However, the ISPOR guidelines emphasize that differences in question phrasing and presentation formats between ePROs and original paper-based versions could adversely affect their reliability and validity [8]. Moreover, the type of device used may also influence these factors [8]. Therefore, a comparison of the ePRO and the original PRO should be conducted on a device-by-device basis.
This study aimed to evaluate the equivalence of the paper-based and smartphone-based versions of the BDI-II in accordance with the ISPOR guidelines. The hypothesis of this study was that the scores obtained from the smartphone version of the BDI-II would be equivalent to those from the paper-based version.

2. Material and Methods

2.1. Study Design and Ethics

This randomized crossover study aimed to evaluate the format-to-format equivalence of the paper-based and smartphone versions of the BDI-II (Figure 1). The study participants were recruited from the Gunma University in Gunma, Japan, from October 2023 to December 2023. The study was conducted according to the ISPOR guidelines and was approved by the Ethical Review Board for Medical Research Involving Human Subjects of Gunma University (approval no. HS2022-109) [8]. Written informed consent was obtained from each participant before study participation.

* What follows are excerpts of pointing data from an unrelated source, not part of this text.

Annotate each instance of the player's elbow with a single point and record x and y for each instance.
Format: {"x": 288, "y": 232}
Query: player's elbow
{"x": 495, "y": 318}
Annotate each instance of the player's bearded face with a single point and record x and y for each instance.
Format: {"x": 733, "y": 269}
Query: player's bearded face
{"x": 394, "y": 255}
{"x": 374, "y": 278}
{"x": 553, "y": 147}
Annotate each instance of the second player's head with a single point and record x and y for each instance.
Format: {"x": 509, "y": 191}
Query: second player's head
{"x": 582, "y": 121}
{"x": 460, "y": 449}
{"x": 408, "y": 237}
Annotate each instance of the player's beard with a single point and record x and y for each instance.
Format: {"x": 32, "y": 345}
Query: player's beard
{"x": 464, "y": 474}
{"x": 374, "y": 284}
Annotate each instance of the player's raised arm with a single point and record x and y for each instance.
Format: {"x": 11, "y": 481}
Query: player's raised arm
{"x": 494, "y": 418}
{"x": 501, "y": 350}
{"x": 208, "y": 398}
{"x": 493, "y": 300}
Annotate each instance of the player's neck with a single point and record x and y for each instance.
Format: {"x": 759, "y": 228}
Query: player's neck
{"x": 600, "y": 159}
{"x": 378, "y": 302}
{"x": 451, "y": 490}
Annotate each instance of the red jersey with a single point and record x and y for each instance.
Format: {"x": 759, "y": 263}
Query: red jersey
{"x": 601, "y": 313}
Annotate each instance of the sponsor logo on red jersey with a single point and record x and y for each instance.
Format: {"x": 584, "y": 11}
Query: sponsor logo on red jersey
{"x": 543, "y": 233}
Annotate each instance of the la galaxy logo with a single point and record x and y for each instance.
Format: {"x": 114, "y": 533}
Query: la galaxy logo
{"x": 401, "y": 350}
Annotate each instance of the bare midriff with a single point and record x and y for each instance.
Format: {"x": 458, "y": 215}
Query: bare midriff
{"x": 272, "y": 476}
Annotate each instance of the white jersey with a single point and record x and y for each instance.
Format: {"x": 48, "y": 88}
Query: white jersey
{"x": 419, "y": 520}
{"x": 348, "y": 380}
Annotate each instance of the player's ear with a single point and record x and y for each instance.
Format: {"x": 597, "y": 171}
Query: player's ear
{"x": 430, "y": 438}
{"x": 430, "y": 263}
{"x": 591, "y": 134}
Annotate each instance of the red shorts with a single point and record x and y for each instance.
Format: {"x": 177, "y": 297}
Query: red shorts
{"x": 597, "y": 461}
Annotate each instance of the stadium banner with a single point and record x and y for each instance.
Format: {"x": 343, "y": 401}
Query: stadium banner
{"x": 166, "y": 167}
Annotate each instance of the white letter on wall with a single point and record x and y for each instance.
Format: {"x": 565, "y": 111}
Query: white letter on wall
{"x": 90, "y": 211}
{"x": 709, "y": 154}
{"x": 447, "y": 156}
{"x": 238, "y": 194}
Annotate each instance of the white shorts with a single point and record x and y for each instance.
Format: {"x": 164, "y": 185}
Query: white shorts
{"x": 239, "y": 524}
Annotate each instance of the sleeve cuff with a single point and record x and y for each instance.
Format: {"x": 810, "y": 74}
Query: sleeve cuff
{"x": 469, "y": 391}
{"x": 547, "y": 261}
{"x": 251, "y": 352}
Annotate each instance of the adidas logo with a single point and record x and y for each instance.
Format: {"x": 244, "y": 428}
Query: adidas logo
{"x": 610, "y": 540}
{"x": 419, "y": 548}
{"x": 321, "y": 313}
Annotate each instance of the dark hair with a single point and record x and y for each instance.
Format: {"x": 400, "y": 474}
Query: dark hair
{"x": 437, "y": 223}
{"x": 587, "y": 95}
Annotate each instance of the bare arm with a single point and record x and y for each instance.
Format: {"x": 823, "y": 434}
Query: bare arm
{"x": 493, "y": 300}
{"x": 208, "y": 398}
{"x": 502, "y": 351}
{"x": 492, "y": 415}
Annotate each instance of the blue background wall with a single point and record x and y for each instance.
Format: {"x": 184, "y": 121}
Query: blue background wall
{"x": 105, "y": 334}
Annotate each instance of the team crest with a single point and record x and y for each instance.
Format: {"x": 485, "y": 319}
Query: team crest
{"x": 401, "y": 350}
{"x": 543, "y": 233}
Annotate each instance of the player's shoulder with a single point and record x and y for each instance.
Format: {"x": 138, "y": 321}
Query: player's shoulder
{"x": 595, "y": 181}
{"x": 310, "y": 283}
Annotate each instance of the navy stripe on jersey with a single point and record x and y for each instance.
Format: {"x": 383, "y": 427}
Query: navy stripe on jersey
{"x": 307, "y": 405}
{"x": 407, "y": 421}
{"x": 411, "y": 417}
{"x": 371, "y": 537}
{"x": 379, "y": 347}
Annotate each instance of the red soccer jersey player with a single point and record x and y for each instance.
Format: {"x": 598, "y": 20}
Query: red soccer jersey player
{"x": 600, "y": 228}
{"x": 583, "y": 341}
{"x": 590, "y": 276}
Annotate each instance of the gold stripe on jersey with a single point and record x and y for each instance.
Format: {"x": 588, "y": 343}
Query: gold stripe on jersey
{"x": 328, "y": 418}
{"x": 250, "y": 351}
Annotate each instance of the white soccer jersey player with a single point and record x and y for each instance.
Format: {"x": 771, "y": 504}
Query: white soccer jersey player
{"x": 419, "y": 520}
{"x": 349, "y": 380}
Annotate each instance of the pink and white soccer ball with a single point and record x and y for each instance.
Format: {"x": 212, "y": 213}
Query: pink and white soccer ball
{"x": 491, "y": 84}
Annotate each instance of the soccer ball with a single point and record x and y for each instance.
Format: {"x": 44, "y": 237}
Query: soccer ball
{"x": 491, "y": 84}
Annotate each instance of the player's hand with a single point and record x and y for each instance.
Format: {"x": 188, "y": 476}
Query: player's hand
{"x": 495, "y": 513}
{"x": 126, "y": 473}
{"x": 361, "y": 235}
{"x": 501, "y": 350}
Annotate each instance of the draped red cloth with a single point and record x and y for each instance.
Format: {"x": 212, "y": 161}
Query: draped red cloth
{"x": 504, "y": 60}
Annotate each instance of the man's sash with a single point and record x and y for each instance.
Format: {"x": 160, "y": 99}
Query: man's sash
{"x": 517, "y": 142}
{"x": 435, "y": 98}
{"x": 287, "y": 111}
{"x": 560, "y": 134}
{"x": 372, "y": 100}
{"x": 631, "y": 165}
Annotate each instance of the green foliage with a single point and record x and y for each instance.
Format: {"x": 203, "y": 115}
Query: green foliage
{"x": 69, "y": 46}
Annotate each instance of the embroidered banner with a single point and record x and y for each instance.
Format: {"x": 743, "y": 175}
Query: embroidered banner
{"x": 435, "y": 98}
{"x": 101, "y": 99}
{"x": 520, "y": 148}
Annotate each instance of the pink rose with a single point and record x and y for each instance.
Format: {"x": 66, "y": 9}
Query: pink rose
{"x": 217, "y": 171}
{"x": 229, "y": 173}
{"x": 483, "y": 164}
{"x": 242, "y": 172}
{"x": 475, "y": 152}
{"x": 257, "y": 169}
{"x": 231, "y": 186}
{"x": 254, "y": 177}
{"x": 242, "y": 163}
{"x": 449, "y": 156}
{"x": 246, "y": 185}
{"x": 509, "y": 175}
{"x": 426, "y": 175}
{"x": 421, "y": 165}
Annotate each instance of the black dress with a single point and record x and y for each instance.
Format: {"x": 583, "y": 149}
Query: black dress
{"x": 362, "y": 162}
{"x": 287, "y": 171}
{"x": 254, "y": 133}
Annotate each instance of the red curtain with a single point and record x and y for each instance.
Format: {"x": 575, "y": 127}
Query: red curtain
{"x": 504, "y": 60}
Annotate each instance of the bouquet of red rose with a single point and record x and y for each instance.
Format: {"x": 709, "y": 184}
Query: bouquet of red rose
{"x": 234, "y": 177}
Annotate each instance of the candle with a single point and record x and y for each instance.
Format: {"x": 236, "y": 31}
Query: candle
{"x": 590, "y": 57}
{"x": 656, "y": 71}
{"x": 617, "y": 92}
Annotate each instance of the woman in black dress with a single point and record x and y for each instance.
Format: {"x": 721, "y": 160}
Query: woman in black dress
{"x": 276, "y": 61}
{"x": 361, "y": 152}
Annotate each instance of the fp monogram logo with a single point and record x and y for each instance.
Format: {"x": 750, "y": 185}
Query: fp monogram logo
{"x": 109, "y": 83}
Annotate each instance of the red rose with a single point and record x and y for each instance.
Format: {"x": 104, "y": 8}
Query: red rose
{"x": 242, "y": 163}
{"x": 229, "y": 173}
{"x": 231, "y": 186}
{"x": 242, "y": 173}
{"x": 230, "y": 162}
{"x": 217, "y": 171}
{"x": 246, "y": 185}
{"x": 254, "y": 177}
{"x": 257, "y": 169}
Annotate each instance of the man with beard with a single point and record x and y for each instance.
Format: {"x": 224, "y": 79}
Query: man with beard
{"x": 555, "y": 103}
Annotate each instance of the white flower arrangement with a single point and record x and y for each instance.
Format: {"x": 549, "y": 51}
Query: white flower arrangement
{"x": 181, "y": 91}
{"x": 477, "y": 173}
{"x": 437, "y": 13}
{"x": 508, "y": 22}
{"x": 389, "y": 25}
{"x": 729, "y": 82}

2.2. Participants and Procedure

Participants in this study were recruited from Gunma University in the Gunma Prefecture, Japan, using advertisements, emails, and social networking services. The eligibility criteria for this study were as follows: (1) 18 years of age or older, (2) male or female, (3) smartphone owner, (4) native Japanese speaker, and (5) obtained informed consent. Eligible participants were randomly assigned to either the smartphone-first (groups responding to the smartphone-based version BDI-II first) or paper-first (groups responding to the paper-based version BDI-II first) group after providing their demographic information (age and gender) and lifestyle habits (drinking, exercise, and smoking habits). One week after the first survey response, the smartphone-first group responded to the paper-based version of the BDI-II and the paper-first group responded to the smartphone version of the BDI-II. This 1-week interval was chosen based on a prior study investigating the equivalence of paper-based and electronic PROs, aimed at reducing potential recall and carryover effects [26]. These questionnaires were administered under the researcher’s supervision and conducted in a controlled environment, minimizing the risk of omitted responses and standardizing test conditions by reducing noise, distraction, and fatigue.

2.3. Randomization

Participants were randomly assigned to the paper- or smartphone-first groups in a 1:1 ratio before completing the survey. The randomized list was generated using the permuted block method (block size 4) and Excel software by a third-party unrelated to the study and sent to the central registry center of Kurashiki Heisei Hospital in Okayama, Japan. Once the participants were enrolled in the study, the researchers informed the central registry center at Kurashiki Heisei Hospital, which performed the random assignment.

2.4. Sample Size

The sample size was determined on the basis of the Consensus-based Standards for the Selection of Health Measurement Instruments (COSMIN) initiative and the ISPOR guidelines. The ISPOR guidelines used Walter’s methodology to calculate the sample size required for ICCs. With an ICC of 0.85 in the underlying population and two assessments conducted at 80% power, 43 complete data points would be needed to conform that the ICC of the true population exceeds 0.70 with 95% confidence [8,43]. However, the COSMIN initiative recommends a sample size of at least 100 to achieve adequate statistical power for assessing testing–retesting reliability (i.e., equivalence) [44]. Thus, the target sample size for this study was set at 100.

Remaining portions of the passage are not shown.